Title: East Brentwood Gas Field: A Paleotopograhic Trap: ABSTRACT

Author(s): Richard W. Boyd

Article Type: Meeting abstract

Abstract:

The East Brentwood gas field is located about 45 mi (72 km) east of San Francisco, California. The discovery well was drilled in 1978 by Depco, Inc. and completed in the Upper Cretaceous Third Massive sand at a depth of 8,050 ft (2,454 m). The Third Massive sand is a progradational sequence of sands with thin shale interbeds, interpreted to have been deposited in a nearshore, open-sea environment. The reservoir sand is dramatically truncated by the Meganos Gorge, a shale-filled fossil channel of Paleocene age. Faunal assemblages indicate that the cutting and filling of the gorge were submarine rather than subaerial.

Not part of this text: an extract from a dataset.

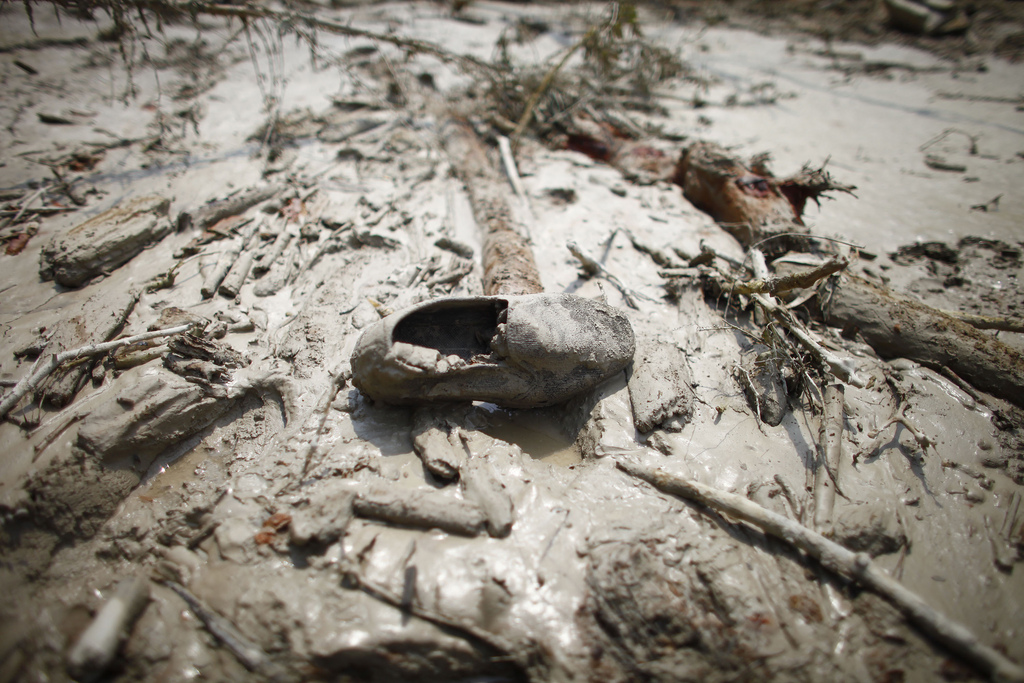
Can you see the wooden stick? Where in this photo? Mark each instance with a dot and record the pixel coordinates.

The East Brentwood gas field is primarily controlled by the truncation of the basal part of the Third Massive sand by the Meganos Gorge shale fill with lateral closure afforded by several normal faults which divide the field into at least four separate producing blocks. Exploration mapping techniques, including seismic and well control, concentrate on the relation of the Massive sands to the basal Meganos Gorge configuration, the intersection of which essentially represents a buried paleotopographic surface. Exploration for updip sand termination against the shale-filled erosional gorge feature should result in the discovery of additional natural gas accumulations. Nine wells are presently completed in the gas field in which the better wells have over 250 ft (76 m) of net gas sand. Th field has produced 19 bcf of 1,080 Btu gas and 50,000 bbl of 46° API gravity condensate since discovery. Field ultimates are expected to be in excess of 40 bcf and 100,000 bbls of condensate.